Haggis is a dish served on a long plate. It inserts sheeps' lungs, organs, and spices into the sheep's stomach, bakes appropriately, and is provided to a "Robert Burns night" group (with or without bagpipes and kilts) with a reading of "An Address to a Haggis":
But mark the Rustic, haggis fed,
The trembling earth resounds his tread.
Clap in his walie nieve a blade,
He'll mak it whissle;
An' legs an' arms, an' heads will sned,
Like taps o' thrissle.
Ye Pow'rs wha mak mankind your care,
And dish them out their bill o' fare,
Auld Scotland wants nae skinking ware
That jaups in luggies;
But, if ye wish her gratefu' prayer,
Gie her a haggis!
A haggis? What kind of metaphor is that?
A forced one -- a metaphor, that is. But perhaps a useful forced metaphor:
Haggis is comprised of the lungs, the filterers, and the heartbeat of the sheep.
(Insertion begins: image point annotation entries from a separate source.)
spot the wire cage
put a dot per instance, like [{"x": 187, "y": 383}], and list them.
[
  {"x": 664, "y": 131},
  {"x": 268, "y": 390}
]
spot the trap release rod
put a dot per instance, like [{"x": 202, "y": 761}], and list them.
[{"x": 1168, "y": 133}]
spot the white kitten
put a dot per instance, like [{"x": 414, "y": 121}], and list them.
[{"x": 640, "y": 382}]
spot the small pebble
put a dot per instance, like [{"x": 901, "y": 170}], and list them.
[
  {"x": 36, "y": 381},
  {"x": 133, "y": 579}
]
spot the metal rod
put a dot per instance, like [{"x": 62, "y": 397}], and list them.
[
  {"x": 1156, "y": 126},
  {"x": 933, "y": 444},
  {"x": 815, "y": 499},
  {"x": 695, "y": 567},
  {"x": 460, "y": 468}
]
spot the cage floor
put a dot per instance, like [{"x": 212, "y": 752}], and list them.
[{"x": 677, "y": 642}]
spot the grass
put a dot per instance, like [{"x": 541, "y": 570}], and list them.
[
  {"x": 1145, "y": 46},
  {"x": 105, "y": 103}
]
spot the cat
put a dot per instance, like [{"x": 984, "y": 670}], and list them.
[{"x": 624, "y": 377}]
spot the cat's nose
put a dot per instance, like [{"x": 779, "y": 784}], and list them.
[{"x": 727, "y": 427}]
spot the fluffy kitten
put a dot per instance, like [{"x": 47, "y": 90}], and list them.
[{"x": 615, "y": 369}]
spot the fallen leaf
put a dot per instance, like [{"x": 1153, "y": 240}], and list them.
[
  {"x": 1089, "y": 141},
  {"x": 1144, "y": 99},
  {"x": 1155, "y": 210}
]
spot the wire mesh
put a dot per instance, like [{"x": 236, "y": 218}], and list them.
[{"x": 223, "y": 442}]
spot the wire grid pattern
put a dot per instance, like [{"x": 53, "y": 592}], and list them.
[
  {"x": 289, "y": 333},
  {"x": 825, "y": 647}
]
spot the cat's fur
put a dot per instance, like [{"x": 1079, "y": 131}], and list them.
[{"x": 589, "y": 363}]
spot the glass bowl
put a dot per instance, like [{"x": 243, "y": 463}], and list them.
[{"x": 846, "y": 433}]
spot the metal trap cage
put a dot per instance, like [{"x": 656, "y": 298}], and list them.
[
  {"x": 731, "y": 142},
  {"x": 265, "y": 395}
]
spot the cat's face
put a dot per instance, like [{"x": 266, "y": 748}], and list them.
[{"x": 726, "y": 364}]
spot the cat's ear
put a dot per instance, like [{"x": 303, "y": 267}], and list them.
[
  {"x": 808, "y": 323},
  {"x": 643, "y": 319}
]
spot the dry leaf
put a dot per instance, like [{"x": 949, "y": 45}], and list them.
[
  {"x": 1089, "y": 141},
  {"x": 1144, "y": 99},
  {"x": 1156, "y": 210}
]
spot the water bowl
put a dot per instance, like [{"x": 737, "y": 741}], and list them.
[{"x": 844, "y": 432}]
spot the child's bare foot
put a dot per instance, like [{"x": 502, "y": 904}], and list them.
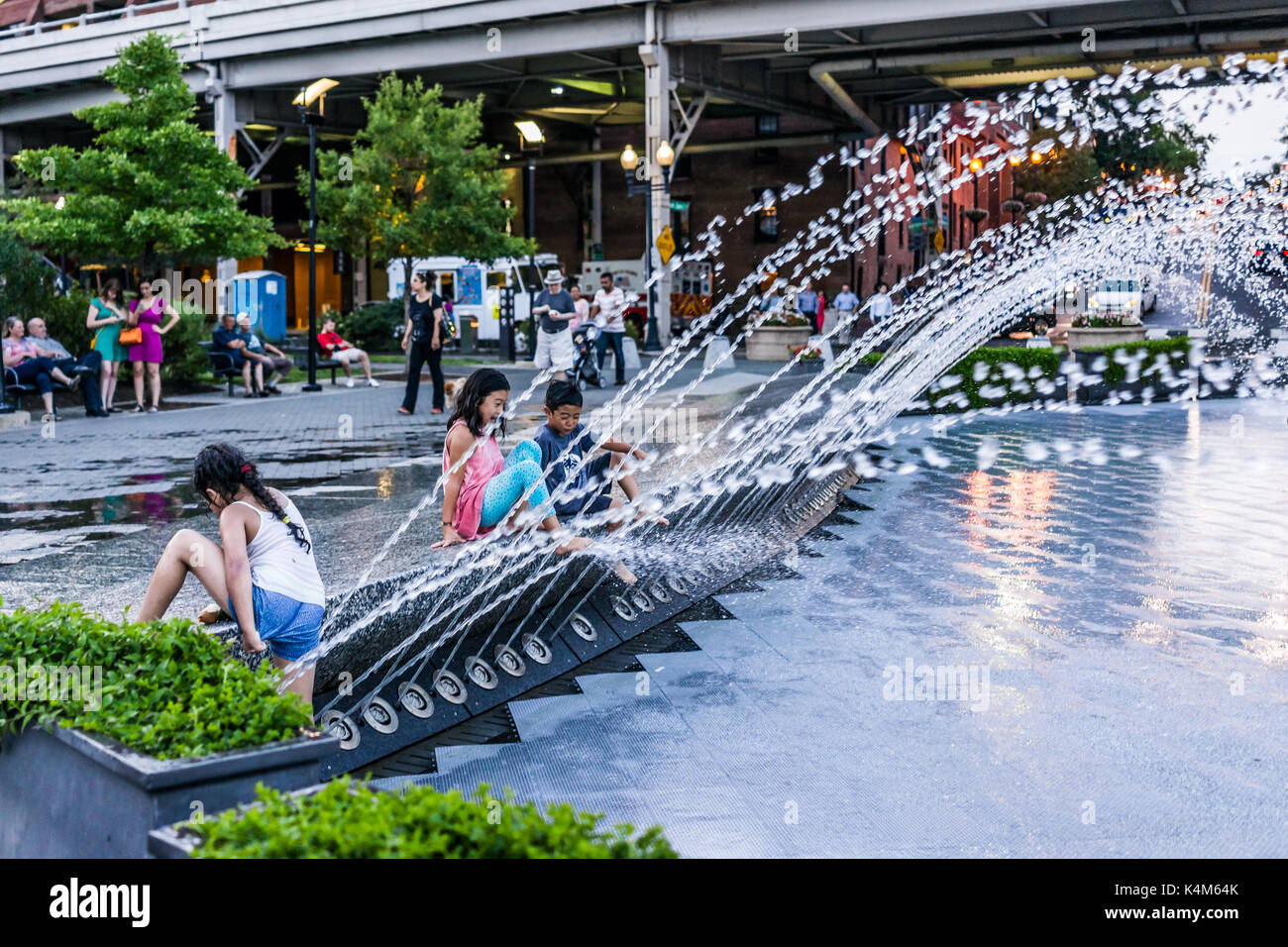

Environmental reconstruction includes the lungs, filterers, and the heartbeat of the earth.
Haggis is an exotic, presumed-distasteful fare of a colonized people.
Environmental reconstruction is an exotic, presumized-distasteful task of a corporately colonized world population.
They're actually both not so bad.
Haggis is a means of making "what's left over" become "what's for dinner."
Environmental reconstruction is a means of making "what's left" become "what we have to work with."
Actually, both have their value.
Haggis is a meal worth chewing.
Environmental reconstruction is a meal we need to chew.
Dentally, they each are pretty damned chewy.
Metaphors aside, we need to reconstruct our "stinking ware."
"Clap in his walie nieve a blade, He'll mak it whissle..." means in the end, "give the living man a tool, and he'll make music."
Give humans the tools for a rational, sustainable world, and we'll make it sing. We'll make music.
I see Haiti and I think: we need self-organizing, self-sustaining, indigenous solutions for Port-au-Prince, and for the countryside. Give them the tools, and they'll make music.
I see the next few years of ecological collapse and I think: we need self-organizing, self-sustaining, indigenous solutions for the Converging Emergencies. Give us the tools, and we'll make music that sings.
Haggis or no, metaphor or no, we need to take back our world before they take it away from us, in the name of the "economy" instead of the name of "the world we share."